The VCT, which invests in unquoted companies in the healthcare sector, has raised 10m since it was established in 2001. The healthcare sector includes companies at various stages of development in areas such as the development of new drugs and the supply of specialist software to the pharmaceutical industry.
The directors of the VCT regard the health industry in the UK as second only to the US in terms of venture capital financing and the development of pharmaceutical and bioscience companies. They believe now is an appropriate time to raise more money due the relatively stable economic outlook and the introduction of the enhanced income tax reliefs for VCTs, which will last until April 2006.

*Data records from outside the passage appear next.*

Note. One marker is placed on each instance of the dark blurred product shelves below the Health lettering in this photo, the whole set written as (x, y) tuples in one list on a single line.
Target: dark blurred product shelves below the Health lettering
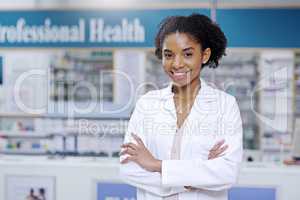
[(73, 72)]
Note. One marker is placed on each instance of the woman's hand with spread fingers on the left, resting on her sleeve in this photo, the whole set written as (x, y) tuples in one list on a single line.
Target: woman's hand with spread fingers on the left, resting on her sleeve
[(139, 154)]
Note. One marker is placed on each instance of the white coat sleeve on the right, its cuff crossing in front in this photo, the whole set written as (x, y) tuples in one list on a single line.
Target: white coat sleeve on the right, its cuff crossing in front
[(216, 174)]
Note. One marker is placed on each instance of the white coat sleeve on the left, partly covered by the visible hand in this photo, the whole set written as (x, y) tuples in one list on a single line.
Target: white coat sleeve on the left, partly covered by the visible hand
[(135, 175)]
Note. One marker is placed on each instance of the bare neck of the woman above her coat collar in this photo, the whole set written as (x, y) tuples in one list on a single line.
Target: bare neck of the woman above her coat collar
[(188, 91)]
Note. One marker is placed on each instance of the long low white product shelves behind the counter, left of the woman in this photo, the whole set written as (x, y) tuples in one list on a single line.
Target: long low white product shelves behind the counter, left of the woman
[(73, 137)]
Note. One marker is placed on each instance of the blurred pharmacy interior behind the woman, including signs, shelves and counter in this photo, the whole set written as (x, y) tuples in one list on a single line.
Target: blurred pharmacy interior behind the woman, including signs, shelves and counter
[(71, 72)]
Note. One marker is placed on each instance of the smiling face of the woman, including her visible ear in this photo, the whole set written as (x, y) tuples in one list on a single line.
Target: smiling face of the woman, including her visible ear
[(182, 58)]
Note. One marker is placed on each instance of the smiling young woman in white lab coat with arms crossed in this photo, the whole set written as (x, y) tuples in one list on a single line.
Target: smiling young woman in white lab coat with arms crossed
[(184, 142)]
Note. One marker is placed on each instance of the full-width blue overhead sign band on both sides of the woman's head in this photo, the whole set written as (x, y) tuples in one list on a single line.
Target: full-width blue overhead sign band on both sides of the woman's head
[(137, 28)]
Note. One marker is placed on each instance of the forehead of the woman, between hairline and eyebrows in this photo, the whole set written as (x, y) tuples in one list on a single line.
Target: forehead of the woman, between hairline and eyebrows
[(179, 40)]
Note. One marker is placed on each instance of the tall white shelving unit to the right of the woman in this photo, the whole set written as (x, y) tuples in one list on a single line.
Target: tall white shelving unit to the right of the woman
[(276, 116)]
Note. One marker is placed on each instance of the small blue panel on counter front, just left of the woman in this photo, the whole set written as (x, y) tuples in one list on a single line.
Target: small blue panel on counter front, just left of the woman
[(115, 191)]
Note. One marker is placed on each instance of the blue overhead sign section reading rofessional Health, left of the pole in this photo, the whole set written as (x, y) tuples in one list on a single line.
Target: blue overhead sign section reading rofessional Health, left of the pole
[(109, 28)]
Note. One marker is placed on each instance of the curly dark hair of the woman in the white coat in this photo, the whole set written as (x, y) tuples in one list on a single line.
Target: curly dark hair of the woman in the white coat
[(201, 28)]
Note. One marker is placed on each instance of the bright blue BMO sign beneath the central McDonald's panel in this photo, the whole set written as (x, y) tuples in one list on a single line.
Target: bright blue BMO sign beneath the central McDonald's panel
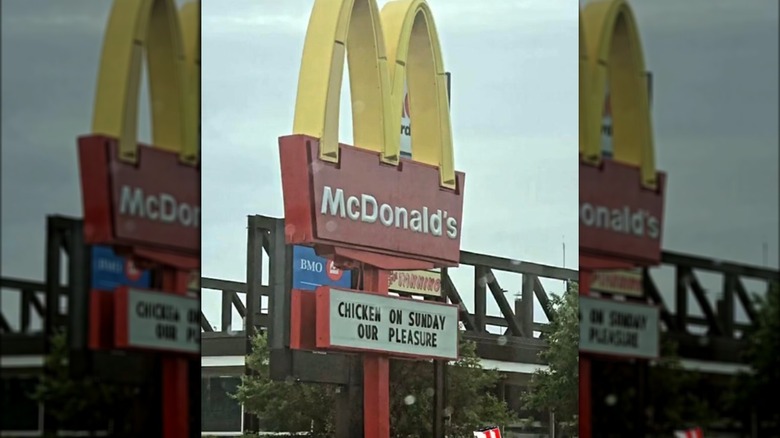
[(311, 271)]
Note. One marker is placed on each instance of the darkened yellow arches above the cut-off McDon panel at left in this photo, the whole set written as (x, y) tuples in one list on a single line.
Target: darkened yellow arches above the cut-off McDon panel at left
[(135, 25)]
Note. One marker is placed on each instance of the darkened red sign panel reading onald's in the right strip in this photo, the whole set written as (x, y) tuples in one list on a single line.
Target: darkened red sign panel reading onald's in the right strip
[(619, 219)]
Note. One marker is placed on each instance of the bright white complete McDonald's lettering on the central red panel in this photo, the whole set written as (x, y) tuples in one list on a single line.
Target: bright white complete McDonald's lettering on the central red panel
[(365, 208)]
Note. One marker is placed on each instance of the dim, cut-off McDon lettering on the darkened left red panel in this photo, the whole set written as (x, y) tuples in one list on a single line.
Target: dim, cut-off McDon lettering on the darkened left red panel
[(162, 207)]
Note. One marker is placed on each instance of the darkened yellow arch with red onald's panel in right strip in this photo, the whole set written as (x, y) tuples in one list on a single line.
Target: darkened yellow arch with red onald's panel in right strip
[(621, 197)]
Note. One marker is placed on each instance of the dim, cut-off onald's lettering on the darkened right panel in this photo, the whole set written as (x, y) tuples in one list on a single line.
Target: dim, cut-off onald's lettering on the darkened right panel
[(639, 223)]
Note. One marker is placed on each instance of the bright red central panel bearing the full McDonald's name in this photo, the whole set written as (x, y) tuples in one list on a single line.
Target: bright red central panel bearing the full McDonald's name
[(365, 205)]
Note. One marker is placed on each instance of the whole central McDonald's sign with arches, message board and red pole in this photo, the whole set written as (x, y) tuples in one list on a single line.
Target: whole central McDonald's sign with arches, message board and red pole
[(364, 206)]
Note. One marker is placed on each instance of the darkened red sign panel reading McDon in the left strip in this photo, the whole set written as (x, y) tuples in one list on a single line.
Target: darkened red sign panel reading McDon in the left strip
[(154, 203)]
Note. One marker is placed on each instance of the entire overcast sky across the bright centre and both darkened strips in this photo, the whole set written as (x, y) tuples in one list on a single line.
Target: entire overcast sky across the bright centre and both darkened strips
[(514, 106)]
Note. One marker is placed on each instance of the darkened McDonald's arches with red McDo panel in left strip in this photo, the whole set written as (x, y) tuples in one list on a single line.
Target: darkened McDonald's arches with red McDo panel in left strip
[(138, 194)]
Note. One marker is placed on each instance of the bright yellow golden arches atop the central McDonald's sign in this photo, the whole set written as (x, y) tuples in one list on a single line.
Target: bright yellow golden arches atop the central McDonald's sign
[(381, 52)]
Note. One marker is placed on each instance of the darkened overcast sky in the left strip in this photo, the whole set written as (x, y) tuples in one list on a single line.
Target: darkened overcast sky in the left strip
[(50, 55)]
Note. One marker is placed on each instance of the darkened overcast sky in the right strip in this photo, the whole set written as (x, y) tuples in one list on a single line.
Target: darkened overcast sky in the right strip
[(715, 114)]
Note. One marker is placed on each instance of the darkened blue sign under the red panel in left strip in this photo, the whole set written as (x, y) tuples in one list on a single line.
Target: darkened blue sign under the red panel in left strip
[(109, 271)]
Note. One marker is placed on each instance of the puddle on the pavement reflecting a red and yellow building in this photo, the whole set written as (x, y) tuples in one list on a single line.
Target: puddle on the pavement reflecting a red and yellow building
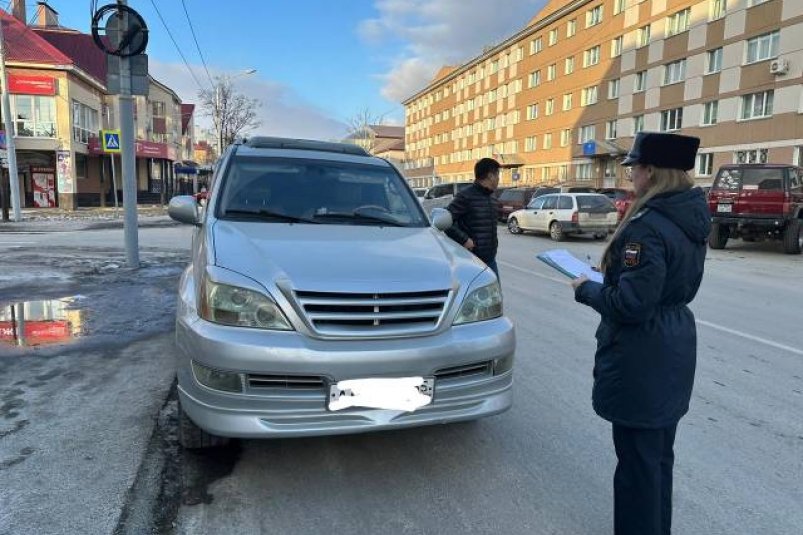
[(44, 322)]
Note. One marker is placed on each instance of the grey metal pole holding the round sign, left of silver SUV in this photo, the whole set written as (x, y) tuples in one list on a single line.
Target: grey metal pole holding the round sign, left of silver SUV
[(128, 157)]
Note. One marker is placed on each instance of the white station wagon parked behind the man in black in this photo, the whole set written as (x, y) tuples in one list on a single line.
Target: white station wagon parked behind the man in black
[(561, 214)]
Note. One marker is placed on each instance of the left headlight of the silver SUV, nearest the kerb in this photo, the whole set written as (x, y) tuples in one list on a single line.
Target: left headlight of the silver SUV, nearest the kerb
[(239, 307)]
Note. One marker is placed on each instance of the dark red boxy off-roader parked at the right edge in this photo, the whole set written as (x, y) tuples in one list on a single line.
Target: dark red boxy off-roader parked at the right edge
[(757, 202)]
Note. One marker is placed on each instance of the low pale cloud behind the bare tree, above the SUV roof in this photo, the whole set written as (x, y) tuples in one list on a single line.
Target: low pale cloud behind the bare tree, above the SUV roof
[(283, 113)]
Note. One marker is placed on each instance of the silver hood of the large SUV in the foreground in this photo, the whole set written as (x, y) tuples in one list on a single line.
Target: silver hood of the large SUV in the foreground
[(343, 258)]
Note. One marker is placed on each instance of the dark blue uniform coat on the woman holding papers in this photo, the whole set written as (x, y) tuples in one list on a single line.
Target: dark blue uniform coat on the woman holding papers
[(647, 340)]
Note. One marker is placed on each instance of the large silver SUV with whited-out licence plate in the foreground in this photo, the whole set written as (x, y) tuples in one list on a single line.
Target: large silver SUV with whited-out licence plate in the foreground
[(320, 300)]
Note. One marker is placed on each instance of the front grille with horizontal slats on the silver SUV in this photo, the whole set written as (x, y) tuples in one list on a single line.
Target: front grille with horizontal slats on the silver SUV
[(364, 314)]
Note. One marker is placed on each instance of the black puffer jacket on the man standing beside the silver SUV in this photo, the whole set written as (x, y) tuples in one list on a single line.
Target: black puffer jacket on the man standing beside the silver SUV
[(474, 212)]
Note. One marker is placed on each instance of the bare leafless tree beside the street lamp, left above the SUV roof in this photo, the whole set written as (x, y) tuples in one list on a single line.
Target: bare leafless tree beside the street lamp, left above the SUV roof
[(232, 113)]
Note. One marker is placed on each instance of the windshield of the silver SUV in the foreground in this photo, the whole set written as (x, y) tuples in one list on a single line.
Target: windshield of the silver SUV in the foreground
[(316, 191)]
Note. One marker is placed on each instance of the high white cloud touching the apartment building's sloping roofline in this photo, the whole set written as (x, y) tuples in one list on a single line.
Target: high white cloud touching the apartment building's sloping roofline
[(440, 32)]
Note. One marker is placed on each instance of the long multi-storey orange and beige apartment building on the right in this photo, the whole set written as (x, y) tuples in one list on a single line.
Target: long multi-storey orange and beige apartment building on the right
[(560, 101)]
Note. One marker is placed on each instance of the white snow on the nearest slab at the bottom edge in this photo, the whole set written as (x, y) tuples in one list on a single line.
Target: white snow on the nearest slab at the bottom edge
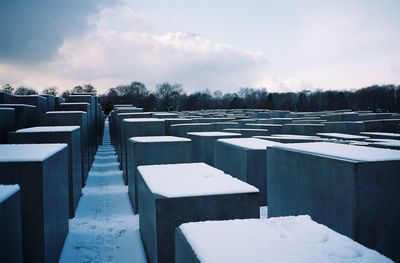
[(278, 239)]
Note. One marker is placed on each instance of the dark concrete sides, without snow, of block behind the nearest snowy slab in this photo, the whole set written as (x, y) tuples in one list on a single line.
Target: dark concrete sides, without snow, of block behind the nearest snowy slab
[(159, 215)]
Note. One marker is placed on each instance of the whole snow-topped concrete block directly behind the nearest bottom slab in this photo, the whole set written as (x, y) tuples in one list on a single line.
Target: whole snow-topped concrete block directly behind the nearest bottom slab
[(172, 194)]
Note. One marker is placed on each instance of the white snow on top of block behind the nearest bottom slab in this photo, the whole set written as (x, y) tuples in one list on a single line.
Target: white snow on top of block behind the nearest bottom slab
[(191, 179)]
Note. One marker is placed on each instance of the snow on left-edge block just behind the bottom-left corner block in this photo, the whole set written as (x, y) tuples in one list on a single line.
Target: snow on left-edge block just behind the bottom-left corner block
[(29, 152)]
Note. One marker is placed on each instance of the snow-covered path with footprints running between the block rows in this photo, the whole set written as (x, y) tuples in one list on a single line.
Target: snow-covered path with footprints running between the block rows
[(104, 228)]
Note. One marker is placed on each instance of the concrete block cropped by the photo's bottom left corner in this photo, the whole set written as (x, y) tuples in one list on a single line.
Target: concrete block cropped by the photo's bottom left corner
[(10, 224)]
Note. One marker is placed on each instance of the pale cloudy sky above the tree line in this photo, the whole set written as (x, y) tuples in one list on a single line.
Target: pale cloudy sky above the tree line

One advantage a top-up issue has over a new VCT is that investors can gain access to an existing portfolio of 12 companies. Companies with an experienced management team, a good business plan, products based on patented intellectual property , revenue and growth potential and the potential to make profits within two to four years stand a good chance of making it into the portfolio.
As a specialist product, this may be useful for VCT investors who see that there is an increasing demand for healthcare products and services with technical and medical advances throwing up opportunities to market innovative products. Generalist VCTs are less likely to invest in this sector because a great deal of industry knowledge is needed to assess companies and generalist managers may not have this.
However, in addition to the usual risks of investing in unquoted companies, there are some sector-specific risks. Some health products need to go through clinical trials and this may be a long process and could result in the product being found unsuitable for marketing to the general public.